Bin neu im Bereich mtb und hab von rahmen und stabilität keine Ahnung

Mfg


----------



## Thiel (25. September 2013)

Ist nicht dafuer geeignet.


----------



## MTB-News.de




----------



## Radon-Bikes (25. September 2013)

In den Anleitungen zu unseren Radon-Bikes steht folgendes:



> Trekking/City: Wege; keine Sprünge
> Cross: Wege; keine Sprünge
> Urban: Wege; keine Sprünge
> Marathon: Unbefestigte Wege; keine Sprünge
> ...



Zu Deinem Wunsch ZR Team - für die Treppensprünge nicht geeignet.


----------



## Robby2107 (25. September 2013)

Noell schrieb:


> Ich bin kurz davor ein radon team 29 7.0 zu kaufen. Nur weiß ich nicht was der Rahmen so aushält.
> 
> Kann man damit z.b. treppen springen ohne, dass man angst haben muss, dass der unter einem wegbricht?
> Bin neu im Bereich mtb und hab von rahmen und stabilität keine Ahnung
> ...


 
Wie Thiel schon gesagt hat, denke ich auch daß das Bike für Deine Ansprüche wohl nicht gemacht ist. 
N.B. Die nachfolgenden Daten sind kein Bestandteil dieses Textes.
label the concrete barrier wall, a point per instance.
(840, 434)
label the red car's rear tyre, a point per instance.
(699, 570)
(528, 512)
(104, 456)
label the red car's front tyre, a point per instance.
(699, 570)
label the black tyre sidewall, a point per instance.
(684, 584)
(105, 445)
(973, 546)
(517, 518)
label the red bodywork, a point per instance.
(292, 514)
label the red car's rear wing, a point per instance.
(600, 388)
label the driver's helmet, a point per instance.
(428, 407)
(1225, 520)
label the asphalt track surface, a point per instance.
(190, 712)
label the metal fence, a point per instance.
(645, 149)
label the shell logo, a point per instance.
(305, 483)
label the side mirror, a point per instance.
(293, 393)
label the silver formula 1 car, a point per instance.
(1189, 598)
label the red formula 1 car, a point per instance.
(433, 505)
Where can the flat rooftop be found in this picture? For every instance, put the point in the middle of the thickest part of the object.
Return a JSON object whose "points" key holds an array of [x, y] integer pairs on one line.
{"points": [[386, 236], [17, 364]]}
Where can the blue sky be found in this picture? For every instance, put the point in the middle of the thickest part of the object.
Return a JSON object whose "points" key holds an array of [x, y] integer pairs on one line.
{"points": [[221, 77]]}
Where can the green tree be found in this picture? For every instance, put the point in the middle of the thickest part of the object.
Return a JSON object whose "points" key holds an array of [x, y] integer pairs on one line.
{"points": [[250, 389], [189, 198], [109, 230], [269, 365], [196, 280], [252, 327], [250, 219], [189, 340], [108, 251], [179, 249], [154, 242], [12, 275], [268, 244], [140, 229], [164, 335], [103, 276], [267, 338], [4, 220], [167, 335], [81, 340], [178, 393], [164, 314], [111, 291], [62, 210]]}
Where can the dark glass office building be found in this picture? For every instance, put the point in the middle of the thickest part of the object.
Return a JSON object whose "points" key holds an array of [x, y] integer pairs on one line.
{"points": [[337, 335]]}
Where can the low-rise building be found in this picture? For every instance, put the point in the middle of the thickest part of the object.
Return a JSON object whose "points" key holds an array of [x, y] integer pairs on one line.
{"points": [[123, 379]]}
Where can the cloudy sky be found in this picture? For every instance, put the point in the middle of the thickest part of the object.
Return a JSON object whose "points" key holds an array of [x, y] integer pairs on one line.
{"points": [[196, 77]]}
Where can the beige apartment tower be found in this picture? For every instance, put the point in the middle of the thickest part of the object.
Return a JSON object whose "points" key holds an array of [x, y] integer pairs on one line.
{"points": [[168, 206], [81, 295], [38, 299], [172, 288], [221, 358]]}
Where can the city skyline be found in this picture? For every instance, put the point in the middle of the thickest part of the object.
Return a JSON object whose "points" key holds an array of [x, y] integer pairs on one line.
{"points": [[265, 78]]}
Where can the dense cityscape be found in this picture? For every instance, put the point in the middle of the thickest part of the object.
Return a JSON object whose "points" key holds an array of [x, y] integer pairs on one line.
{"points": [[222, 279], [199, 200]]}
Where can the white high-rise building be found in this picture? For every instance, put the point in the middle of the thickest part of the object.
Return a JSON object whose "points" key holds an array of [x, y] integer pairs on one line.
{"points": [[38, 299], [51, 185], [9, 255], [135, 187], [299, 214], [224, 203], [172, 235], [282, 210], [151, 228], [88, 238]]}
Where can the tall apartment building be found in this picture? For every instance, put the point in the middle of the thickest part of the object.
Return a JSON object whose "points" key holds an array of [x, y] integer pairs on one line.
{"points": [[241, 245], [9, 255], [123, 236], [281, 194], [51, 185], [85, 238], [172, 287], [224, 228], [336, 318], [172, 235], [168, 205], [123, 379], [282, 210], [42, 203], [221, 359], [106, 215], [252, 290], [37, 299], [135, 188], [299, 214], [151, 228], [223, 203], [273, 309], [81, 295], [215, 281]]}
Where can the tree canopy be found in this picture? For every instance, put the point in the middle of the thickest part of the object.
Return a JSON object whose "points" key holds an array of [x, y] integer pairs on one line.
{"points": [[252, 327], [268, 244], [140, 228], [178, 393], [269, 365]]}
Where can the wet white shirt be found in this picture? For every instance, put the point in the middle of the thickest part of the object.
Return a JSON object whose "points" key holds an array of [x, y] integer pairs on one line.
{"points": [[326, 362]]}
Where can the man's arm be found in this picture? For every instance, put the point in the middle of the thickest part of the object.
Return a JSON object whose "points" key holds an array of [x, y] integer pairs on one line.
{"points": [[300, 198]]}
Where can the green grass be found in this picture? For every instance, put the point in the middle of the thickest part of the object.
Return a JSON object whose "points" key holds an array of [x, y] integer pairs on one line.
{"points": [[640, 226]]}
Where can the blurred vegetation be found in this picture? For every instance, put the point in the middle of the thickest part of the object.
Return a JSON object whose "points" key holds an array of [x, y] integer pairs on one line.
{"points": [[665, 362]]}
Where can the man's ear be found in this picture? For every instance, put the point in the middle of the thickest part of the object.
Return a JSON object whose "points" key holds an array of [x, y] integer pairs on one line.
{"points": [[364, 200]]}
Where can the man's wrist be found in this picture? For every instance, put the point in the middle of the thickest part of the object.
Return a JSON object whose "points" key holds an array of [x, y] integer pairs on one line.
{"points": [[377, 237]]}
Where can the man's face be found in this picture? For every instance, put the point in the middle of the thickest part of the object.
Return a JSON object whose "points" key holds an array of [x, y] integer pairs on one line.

Sicher kann man mit einem Hardtail Treppen springen, aber das setzt eine gehörige Portion Fahrkönnen voraus um den Aufschlag richtig abzufedern. 
Prinzipiell denke ich aber ist ein Hardtail für den Start im MTB-Bereich schon sinnvoll, da Du damit das fahren richtig lernst. Mit einem dicken Fully über Hindernisse drüberbügeln kann jeder. 

Letztendlich wäre es aber ganz gut, wenn Du mehr über Dein geplanten Einsatz des Bikes sagen könntest. Für 1-2 Stufen würde das Team vielleicht noch reichen, wenn Du das nicht täglich machst (etwas Fahrtechnik vorausgesetzt). 

grüße
Robby


----------



## Thiel (25. September 2013)

Die laufräder werden nach ein paar treppen erstmal krumm sein.


----------



## Noell (25. September 2013)

Robby2107 schrieb:


> Wie Thiel schon gesagt hat, denke ich auch daß das Bike für Deine Ansprüche wohl nicht gemacht ist.
> 
> Sicher kann man mit einem Hardtail Treppen springen, aber das setzt eine gehörige Portion Fahrkönnen voraus um den Aufschlag richtig abzufedern.
> Prinzipiell denke ich aber ist ein Hardtail für den Start im MTB-Bereich schon sinnvoll, da Du damit das fahren richtig lernst. Mit einem dicken Fully über Hindernisse drüberbügeln kann jeder.
> ...




Ich möchte die ein oder andere Treppe schon runter springen...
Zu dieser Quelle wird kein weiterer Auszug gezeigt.